Republicans can thank President Barack Obama for the party’s solid control of the Tennessee Legislature, starting with his appearance at the top of the national Democratic ticket in 2008 — after losing the state’s presidential primary even among Democratic voters — and continuing in more dramatic fashion in 2010.
The GOP has used advertising that linked many Democratic state legislators, even some who were staunch fiscal and social conservatives, to the evil national Democrats.
“You’d think Nancy Pelosi was my high school sweetheart and I played golf with Barack Obama every weekend,” grumbled state House Democratic Caucus Chairman Mike Turner recently.
The ads pictured Obama side by side with the designated target Democratic legislator. And it seems they were very effective, though you have to wonder if they were really even necessary, given the animosity most voting Tennesseans seemed to have toward Obama.
Consider, for example, Jim Summerville, who was rated by all pundits and professional politicians of both parties as a no-hope candidate in 2010. An obscure adjunct professor at Austin Peay State University, he was the only person to file against veteran Democratic Sen. Doug Jackson of Dickson.
Jackson was one of those guys who called himself “a conservative, pro-business Democrat.” He was sponsor of the so-called “guns in bars bill” that liberals hated, for example. He considered Summerville of no consequence, took a fishing trip to Alaska during the campaign season and left thousands of dollars unspent in his campaign account.
The state GOP agreed that Jackson was invulnerable. The state party and the legion of Republican-oriented PACs all ignored Summerville in the same fashion. He spent a total of about $1,900 — not a dime from any of the Republican monied interests — and won the election.
Summerville won because he was a Republican and most of the people who went to the polls in his Middle Tennessee district were mad about Obama and associated all Democrats with him. Despite the old saying, politics is not local these days. It’s national.
And Jackson had done nothing to counter that phenomenon. With the state GOP apparatus writing off Summerville as hopeless, Jackson likely could have changed things. But he didn’t, and today we have Sen. Summervile.

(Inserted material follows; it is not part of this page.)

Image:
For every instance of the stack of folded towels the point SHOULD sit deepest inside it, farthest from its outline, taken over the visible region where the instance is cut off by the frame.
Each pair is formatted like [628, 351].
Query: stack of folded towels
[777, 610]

This year, the state Republican Party’s operatives apparently believe there’s enough anti-Obama energy remaining to be tapped for elimination of the few Democrats remaining in a handful of districts that could not be assured of GOP victory via redistricting. And they may be right.
It is fairly clear, at this early stage, that there will be no Summerville-like situations of ignoring possible winners. The GOP seems to be going after every Democrat in any district where there’s any chance and defending every seat where a Democrat has any chance of winning.

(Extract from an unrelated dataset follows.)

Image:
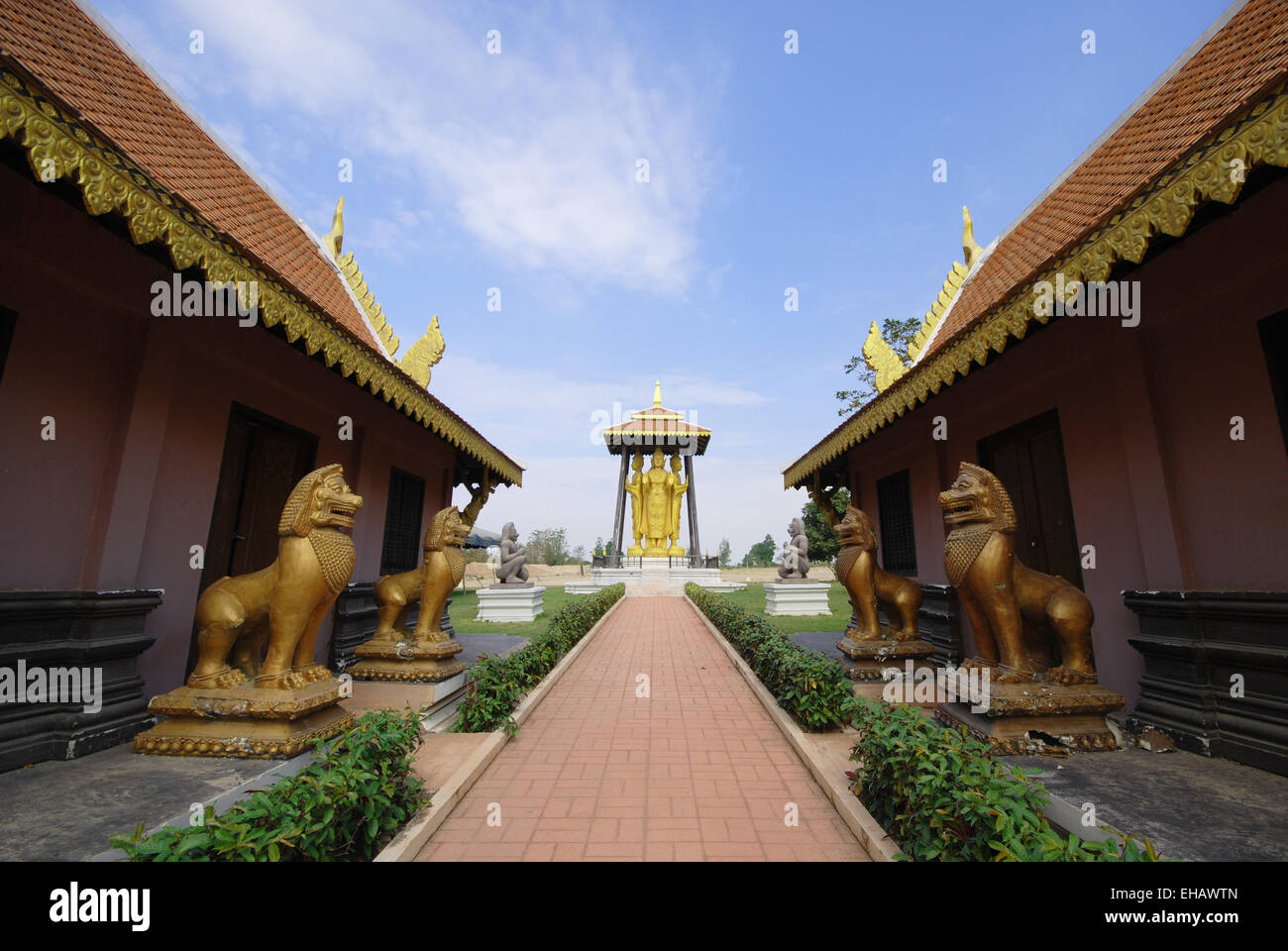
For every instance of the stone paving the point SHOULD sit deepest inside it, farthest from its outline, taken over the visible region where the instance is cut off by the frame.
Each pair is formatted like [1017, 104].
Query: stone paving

In the latter category, an illustration of the Republicans’ renewed reliance on Obama is a news release last week from the state GOP attacking Jim Hackworth, one of those 14 House Democrats unseated in the anti-Obama outrage of 2010. He’s having a rematch with the man who beat him, Republican Rep. John Ragan of Oak Ridge, who may epitomize the new and more conservative breed of GOP state legislator. The news release, in essence, announces that Hackworth has taken money from the Plumbers and Pipefitters Union PAC, which has also given money and an endorsement to the evil Obama.
Now, if you follow the logic of this premise, most Republicans in Tennessee would also be tainted. Virtually all take money from PACs for big corporations that, in turn, give to Obama. For example, AT&T executives, according to a Center for Responsive Politics blog post, favor Obama in presidential donations. AT&T in Tennessee gives to Republican legislators. So can those Republicans be tied to Obama?
Maybe that’s the wave of the future this fall.
There also appeared last week billboards attacking House Republican Caucus Chairman Debra Maggart sponsored by the NRA in her district. They picture Maggart and Obama. Beside her picture is the statement, “Rep. Debra Maggart says she supports your gun rights.” Beside Obama’s picture: “Of course, he says the same thing.”
Maybe that’s the wave of the future for 2014.